Personal Journeys with Gramma

Life adventures, inspiration and insight; shared in articles, advice, personal chats and pictures.

Sing for the Enchanted Rats!

packrat03

Did you see the movie Enchanted?  Remember the scene when the Cinderella-type character sings and all the little animals of New York—including mice, rats, pigeons, and squirrels—rush in to clean the apartment and sew her new clothes?  I need to learn that song.

Even though our rural property makes us neighbors of the state former President G.W. Bush once called “the land of the enchanted,”* our rodent population doesn’t cooperate.  I can sing myself hoarse and Bertram, the wood rat in our attic, just ignores me.  He rudely gobbles up the processed cheese my husband fusses to set in a live trap.  Bertram is better at not tripping the mechanism than my husband is.  We’ve switched to peanut butter today, but our best hope for success seems to be that Bertram will grow so fat that he’ll get stuck trying to exit.

Meanwhile, the mice have discovered a weakness in the masonry of our living room fireplace—a magical gateway, if you will.  We aren’t privy to the secret and apparently have no way to learn it without Nicholas Cage and a copy of the Constitution to help us, at the very least.  The mice have learned not to show themselves when humans are present, and for a while I pretended we had discouraged them.  Au contraire.  When I was removing the items I display on our mantelpiece in preparation for our holiday decorations, I discovered that each candle and every lovely Native American pot had been carefully filled with dog food.  “Dog food?” you ask, and well you might.  “Where do they find dog food?”

At the opposite end of our open-concept living room/dining room/kitchen lies the spot where we feed our dogs.  Perpetually competitive, the dogs are particular about when they choose to eat their kibble.  They taunt one another, growling in a bluff to claim both bowls, before they grow weary of the game and go to sleep in our bedroom, leaving the food neither really wanted to eat to wait until morning.  The mice don’t wait.

When the Apocalypse arrives and we humans are being consumed by zombies, our dear mice will be comfortably munching on dog food they have hidden away—on the mantel, in the plant pots, behind the books in the bookcase, even within the folds of the sofa throw.  Their feast will be their ultimate revenge.

“Get a cat,” you say?  We have a cat—a very old, nonviolent cat.  When she was new, she used to dismember mice and leave bits of organic tissue lying around as warnings.  But that was long ago.  The pieces of livers and body-less heads eventually disgusted her, so she resorted to dumping stray mice in our bathtub where she could chase them in circles to her heart’s content.  In the morning, I would find an exhausted, terrified little fuzz-ball curled up in the drain.  My husband began marking “kills” on his gloves, although he didn’t kill anyone.  He just relocated offenders somewhere outside.  Apparently, they weren’t discouraged.  He boasts that he has a much better capture record than the cat.

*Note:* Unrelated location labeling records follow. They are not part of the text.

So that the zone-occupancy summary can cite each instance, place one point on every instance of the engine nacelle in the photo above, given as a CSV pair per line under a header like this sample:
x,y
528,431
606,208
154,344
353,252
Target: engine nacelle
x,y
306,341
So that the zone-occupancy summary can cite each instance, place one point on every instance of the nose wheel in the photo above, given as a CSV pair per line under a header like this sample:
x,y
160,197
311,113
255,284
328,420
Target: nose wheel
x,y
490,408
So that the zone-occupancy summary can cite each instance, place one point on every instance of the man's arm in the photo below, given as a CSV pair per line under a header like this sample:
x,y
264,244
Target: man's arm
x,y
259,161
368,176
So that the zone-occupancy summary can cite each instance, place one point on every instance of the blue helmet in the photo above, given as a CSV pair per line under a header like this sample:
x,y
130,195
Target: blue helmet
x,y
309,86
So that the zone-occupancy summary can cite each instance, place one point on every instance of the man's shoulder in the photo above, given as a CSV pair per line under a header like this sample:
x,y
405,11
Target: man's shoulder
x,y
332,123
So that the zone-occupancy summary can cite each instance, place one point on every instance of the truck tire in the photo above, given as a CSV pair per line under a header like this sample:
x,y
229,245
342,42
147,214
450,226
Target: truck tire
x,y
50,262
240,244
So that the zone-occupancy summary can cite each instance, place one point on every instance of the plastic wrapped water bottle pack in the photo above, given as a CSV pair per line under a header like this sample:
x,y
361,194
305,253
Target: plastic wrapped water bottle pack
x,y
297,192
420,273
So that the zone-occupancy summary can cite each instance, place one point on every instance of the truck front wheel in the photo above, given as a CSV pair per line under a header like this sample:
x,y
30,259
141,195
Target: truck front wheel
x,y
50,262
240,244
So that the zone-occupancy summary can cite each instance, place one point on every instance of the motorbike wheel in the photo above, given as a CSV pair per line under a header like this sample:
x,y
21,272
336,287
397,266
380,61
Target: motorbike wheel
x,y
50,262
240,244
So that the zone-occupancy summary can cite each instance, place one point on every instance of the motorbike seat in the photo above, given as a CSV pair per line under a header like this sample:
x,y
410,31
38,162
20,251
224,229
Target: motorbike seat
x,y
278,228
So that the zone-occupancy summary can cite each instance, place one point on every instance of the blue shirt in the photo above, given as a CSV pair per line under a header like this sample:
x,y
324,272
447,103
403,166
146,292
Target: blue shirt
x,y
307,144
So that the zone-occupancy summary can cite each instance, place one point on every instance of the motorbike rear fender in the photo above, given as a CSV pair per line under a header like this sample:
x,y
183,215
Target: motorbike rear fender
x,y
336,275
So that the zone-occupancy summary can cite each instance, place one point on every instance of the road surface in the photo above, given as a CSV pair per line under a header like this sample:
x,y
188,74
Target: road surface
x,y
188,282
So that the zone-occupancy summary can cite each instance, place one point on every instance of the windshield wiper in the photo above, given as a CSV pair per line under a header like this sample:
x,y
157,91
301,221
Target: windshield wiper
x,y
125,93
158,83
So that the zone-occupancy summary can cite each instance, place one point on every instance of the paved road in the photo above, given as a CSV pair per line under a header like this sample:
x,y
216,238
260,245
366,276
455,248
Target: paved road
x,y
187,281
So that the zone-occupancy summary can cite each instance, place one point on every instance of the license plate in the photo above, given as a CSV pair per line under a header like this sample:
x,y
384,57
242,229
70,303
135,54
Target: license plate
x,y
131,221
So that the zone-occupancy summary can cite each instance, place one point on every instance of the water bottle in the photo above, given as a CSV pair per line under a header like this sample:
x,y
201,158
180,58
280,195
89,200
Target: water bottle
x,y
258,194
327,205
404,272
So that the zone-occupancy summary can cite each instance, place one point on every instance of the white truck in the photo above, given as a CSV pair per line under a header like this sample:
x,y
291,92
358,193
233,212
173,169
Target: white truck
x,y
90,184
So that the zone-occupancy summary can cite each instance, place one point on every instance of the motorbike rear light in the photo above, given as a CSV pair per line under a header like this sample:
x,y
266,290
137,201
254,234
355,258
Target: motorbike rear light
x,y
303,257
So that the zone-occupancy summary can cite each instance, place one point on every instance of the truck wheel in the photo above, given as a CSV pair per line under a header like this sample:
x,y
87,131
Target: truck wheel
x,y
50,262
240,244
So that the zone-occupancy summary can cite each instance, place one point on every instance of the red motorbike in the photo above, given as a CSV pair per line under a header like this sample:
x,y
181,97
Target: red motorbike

These days we hear the cat yowling at intruders as we try to sleep.  We believe she has sub-leased the house to the mice, but she doesn’t want her annual evaluation to reflect her failure to meet expectations.  Her teeth are too sore for confrontations, so she’s using emotional torture—observing the guidelines of the Geneva Convention, of course.  It isn’t working.

So, if you accidentally discover the trick to making mice sew clothing and clean bathrooms, please let me know.  My bathroom could use a good overhaul.